I recently performed an audit of a supplier in China (I am in US). They have responded with proposed corrective actions, some of which are inadequate. What are some thoughts on responding. My colleague in China proposed responding with the phrase "not accepted" with justification. I have not used this phrase when responding the CAPAs in the past, as it seems somewhat abrasive.
Does anyone have any thoughts on responding to the CAPA in this manner, or any other?
Thanks in advance!
Hello!
I recently performed an audit of a supplier in China (I am in US). They have responded with proposed corrective actions, some of which are inadequate. What are some thoughts on responding. My colleague in China proposed responding with the phrase "not accepted" with justification. I have not used this phrase when responding the CAPAs in the past, as it seems somewhat abrasive.
Does anyone have any thoughts on responding to the CAPA in this manner, or any other?
Thanks in advance!
Hi Scottaha,
Opinions lkely relate to details of the product/process/defects.
Difficult to comment without context.
Hello Charles!
Thank you once again for the response!
As an example, the supplier did not mark bags or pallets of material in a manner that we felt was sufficient to prevent mix-ups and appropriately control the material (soy). Their response of placing a paper sign in the area is not adequate, as it will not result in alleviating the concern (the sign can be moved, destroyed, a pallet can be moved, etc.). The proposed response is: not accepted: does not allow for control of material, not documented, etc.
Thanks!
Hi Scottaha,
Thks for example.
IMEX the nature of any subsequent dialog will depend on aspects such as -
(a) the objective/scope of the audit and its conclusion.

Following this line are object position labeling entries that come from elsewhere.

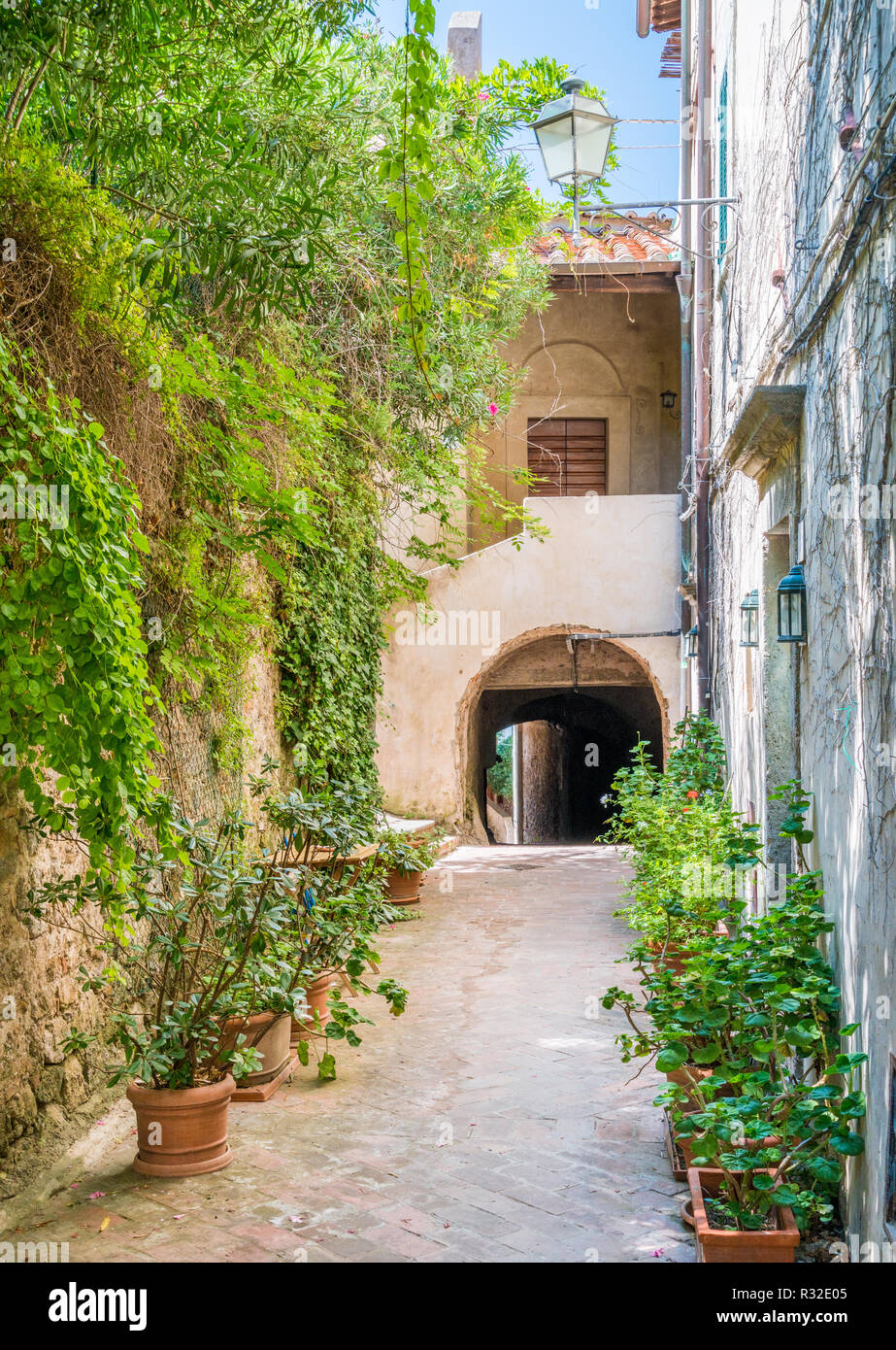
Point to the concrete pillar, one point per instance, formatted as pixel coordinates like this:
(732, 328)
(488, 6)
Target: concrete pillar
(464, 42)
(544, 782)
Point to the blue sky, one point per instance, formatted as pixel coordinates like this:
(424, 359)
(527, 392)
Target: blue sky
(598, 41)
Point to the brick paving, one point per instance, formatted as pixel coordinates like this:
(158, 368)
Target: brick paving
(491, 1122)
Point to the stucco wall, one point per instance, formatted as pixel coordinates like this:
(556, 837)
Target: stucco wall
(609, 564)
(604, 354)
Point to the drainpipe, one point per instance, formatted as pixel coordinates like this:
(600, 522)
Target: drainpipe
(702, 325)
(685, 293)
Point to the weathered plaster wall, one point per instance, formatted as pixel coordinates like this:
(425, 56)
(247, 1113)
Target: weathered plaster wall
(827, 710)
(605, 354)
(609, 564)
(46, 1095)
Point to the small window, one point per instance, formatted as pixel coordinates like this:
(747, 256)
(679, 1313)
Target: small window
(568, 456)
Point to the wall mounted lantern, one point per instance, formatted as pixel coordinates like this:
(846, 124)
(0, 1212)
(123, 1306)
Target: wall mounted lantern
(750, 620)
(791, 606)
(574, 137)
(690, 643)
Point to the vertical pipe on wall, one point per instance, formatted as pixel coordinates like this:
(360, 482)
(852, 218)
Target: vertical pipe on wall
(687, 308)
(702, 325)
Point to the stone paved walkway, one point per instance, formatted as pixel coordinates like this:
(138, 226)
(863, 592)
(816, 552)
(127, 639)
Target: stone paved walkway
(491, 1122)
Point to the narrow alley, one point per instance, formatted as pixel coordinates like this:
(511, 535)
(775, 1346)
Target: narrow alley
(491, 1124)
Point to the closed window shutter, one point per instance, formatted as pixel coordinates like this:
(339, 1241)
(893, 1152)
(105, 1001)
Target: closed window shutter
(568, 456)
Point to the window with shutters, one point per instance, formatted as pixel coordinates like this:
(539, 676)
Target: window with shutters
(568, 456)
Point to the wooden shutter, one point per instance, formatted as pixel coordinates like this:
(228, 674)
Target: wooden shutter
(568, 456)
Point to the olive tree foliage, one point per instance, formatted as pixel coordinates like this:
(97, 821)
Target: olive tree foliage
(201, 119)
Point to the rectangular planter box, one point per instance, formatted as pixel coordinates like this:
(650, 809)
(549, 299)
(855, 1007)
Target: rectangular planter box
(729, 1246)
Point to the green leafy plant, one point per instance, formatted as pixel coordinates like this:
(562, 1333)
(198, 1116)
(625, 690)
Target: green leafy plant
(199, 947)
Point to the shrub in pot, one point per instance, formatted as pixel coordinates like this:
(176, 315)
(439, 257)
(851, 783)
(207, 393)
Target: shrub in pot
(335, 916)
(767, 1163)
(405, 859)
(679, 824)
(192, 940)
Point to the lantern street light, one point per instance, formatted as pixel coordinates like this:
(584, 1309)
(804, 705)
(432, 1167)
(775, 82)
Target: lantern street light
(574, 137)
(750, 620)
(791, 606)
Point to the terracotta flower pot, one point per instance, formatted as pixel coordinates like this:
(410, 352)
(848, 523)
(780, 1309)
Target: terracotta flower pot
(266, 1033)
(315, 997)
(730, 1246)
(680, 1149)
(181, 1131)
(404, 887)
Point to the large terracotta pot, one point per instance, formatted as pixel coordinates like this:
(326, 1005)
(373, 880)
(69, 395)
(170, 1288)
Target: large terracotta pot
(266, 1033)
(730, 1246)
(404, 887)
(181, 1131)
(315, 997)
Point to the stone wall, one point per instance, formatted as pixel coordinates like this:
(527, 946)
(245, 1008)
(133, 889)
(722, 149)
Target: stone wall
(806, 298)
(48, 1097)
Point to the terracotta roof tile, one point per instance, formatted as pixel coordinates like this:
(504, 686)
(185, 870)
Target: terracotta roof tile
(608, 239)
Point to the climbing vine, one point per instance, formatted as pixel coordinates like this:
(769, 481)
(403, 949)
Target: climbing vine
(265, 388)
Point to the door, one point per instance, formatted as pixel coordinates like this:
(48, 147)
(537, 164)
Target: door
(568, 456)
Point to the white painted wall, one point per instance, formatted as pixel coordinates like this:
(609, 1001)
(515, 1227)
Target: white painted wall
(609, 563)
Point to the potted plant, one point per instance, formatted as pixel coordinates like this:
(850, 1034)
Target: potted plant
(336, 911)
(183, 958)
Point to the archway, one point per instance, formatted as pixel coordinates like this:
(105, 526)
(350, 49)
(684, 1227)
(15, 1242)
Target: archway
(580, 702)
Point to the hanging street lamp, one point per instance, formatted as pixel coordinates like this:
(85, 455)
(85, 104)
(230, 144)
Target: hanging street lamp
(791, 606)
(574, 137)
(750, 620)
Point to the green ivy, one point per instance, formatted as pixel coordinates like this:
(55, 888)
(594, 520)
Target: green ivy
(75, 692)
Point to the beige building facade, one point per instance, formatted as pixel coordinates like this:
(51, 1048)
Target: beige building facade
(575, 624)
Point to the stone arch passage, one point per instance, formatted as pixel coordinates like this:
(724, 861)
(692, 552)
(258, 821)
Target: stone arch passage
(581, 706)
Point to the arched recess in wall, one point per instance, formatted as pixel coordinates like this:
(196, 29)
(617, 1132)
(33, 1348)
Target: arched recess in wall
(544, 675)
(577, 364)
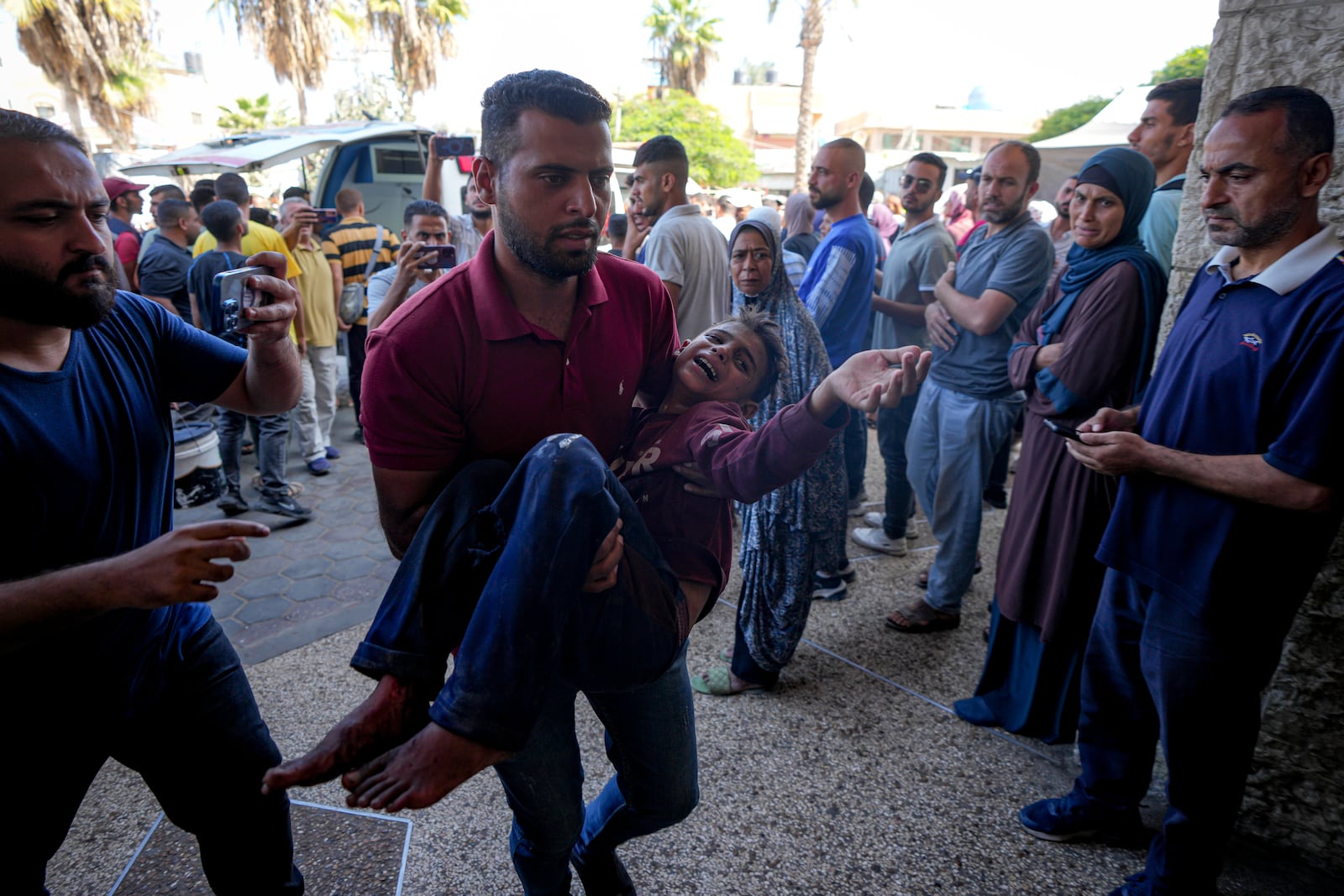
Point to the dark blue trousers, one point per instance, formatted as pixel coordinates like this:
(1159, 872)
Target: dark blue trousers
(1155, 671)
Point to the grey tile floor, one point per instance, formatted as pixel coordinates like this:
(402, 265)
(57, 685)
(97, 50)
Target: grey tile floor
(851, 778)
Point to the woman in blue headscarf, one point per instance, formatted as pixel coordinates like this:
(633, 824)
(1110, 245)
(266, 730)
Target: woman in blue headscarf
(1088, 344)
(797, 530)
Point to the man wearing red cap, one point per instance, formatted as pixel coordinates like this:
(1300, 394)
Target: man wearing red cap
(125, 202)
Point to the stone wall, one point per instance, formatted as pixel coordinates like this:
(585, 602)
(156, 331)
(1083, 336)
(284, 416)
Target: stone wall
(1296, 792)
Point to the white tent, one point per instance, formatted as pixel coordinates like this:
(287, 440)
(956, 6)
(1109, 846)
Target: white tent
(1062, 156)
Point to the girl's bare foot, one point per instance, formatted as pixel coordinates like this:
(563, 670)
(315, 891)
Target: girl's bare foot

This presumably will relate to the product/process/etc and the defects observed.
(b) whether significant defects were related to safety or 'quality" with the former prioritised.
© the significance of observed safety-related defects,eg whether they were considered as Mi/Ma/Se/Cr defects within the overall result for (b).
(d) the significance of observed quality-related defects within the overall result for (b)
Generically, from a business POV, I suggest that if you don't like a proposed corrective action, it behooves you to suggest what you consider a more (minimally) appropriate response. The emphasis will logically relate to (a-d) above. For example, if considered a Safety - Critical defect, it needs to be clearly expressed as such.
I would go back to them to ask for their root cause analysis of the non conformity and whether they feel the correction sufficiently addresses root cause? You could go on to say that in your experience although you appreciate the aims the correction does not appear to be sufficiently robust to prevent recurrence.